I want to unit test a signal generator - let's say it generates a simple sine wave, or does frequency modulation of a signal onto a sine wave. It's easy enough to define sensible test parameters, and it's well known what the output should "look like" - but this is quite hard to test.
I could do (eg) a frequency analysis on the output and check that, check the maximum amplitude etc, but a) this will make the test code significantly more complicated than the code it's testing and b) doesn't fully test the shape of the output.
Is there an established way to do this?
One way to do this would be to capture a "known good" output and compare bit-for-bit against that. As long as your algorithm is deterministic you should get the same output every time.
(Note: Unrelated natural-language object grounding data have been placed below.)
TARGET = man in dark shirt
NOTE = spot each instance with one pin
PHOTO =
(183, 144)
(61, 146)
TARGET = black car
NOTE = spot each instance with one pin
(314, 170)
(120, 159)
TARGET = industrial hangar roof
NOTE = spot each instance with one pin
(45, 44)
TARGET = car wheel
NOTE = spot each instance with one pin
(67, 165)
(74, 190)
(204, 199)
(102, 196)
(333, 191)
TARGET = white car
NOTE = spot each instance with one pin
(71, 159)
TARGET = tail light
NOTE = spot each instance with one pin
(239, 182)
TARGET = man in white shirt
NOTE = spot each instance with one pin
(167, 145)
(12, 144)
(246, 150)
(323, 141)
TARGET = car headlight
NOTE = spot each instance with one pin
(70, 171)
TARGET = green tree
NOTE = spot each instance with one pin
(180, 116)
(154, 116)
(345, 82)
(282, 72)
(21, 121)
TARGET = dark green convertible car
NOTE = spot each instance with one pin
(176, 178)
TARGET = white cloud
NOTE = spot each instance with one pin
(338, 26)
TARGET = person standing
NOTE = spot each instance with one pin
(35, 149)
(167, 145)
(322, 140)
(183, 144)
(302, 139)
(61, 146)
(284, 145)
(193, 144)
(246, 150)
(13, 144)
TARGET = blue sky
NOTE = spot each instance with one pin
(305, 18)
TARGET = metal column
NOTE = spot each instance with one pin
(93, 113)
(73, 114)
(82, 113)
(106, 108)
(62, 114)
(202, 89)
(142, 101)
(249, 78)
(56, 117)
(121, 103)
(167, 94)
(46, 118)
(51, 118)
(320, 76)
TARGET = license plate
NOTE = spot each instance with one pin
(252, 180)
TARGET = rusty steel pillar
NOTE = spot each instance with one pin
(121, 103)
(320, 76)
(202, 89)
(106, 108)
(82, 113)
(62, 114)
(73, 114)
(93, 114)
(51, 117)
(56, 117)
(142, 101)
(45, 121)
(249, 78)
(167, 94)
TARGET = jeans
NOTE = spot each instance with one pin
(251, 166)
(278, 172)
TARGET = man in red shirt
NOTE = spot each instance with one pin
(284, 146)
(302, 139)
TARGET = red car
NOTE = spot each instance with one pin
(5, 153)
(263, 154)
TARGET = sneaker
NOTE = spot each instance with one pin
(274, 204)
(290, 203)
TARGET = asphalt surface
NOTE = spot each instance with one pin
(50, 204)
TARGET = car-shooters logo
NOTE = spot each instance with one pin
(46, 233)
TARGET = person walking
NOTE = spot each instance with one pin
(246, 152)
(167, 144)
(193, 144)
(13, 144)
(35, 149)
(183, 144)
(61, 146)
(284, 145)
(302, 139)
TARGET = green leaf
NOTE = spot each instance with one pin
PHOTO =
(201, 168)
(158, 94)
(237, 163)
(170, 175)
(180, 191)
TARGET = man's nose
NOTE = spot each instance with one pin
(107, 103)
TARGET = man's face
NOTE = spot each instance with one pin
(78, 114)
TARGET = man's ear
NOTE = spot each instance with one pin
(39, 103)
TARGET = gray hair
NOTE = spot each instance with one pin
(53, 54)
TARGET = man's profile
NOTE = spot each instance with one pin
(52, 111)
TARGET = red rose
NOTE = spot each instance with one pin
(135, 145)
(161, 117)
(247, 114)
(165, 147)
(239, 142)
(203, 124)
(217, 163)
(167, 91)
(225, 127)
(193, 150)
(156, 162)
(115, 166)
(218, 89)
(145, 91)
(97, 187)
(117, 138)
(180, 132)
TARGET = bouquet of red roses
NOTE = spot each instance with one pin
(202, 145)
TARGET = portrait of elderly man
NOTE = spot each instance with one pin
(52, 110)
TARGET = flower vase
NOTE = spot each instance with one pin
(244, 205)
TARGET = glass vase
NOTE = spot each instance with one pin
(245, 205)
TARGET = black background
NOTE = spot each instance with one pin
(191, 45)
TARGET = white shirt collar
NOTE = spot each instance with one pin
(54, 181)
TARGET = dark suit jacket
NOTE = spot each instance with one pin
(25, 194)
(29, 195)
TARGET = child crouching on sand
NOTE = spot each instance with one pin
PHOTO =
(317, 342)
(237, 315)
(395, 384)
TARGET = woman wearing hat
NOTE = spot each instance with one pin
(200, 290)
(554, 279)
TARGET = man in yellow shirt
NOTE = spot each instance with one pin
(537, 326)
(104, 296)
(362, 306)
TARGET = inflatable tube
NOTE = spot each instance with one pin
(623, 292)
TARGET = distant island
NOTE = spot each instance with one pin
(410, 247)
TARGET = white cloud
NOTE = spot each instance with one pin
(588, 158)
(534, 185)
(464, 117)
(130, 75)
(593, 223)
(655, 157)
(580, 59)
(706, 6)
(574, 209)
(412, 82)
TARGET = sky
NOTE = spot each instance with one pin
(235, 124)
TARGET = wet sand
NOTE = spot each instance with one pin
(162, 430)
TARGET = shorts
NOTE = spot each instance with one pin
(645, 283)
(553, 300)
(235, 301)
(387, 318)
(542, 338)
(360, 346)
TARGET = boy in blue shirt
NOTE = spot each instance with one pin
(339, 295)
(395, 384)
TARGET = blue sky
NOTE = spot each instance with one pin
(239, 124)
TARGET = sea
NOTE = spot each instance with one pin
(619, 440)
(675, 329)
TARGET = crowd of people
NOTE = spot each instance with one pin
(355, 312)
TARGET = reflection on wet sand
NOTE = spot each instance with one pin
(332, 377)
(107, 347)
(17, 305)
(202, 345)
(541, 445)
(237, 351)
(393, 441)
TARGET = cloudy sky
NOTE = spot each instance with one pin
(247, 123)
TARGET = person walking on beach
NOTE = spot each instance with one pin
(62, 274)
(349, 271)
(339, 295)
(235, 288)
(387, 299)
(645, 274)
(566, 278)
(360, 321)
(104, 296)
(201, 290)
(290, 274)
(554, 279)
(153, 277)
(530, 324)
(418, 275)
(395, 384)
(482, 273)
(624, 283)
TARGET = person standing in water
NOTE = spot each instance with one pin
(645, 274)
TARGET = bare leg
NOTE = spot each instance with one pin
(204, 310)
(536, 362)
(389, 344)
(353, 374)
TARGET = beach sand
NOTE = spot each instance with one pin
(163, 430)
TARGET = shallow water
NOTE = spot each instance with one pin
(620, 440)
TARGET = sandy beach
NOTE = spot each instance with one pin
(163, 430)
You might have to recalibrate it occasionally if anything changes, but at least you'll know if it does change at all.
This situation is a strong argument for a modeling tool like Matlab, to generate and review a well understood test set automatically, as well as to provide an environment for automatic comparison and scoring. Especially for instances where combinatorial explosions of test variations take place, automation makes it possible and straight forward generate a huge dataset, locate problems, and pare back if needed to a representative qualification test set.
Often undervalued is the means to generate a large, extensive tests exercising both the requirements and the limits of the implementation of your design. Thinking about and designing those cases up front is also a huge advantage in introducing a clean, problem free system.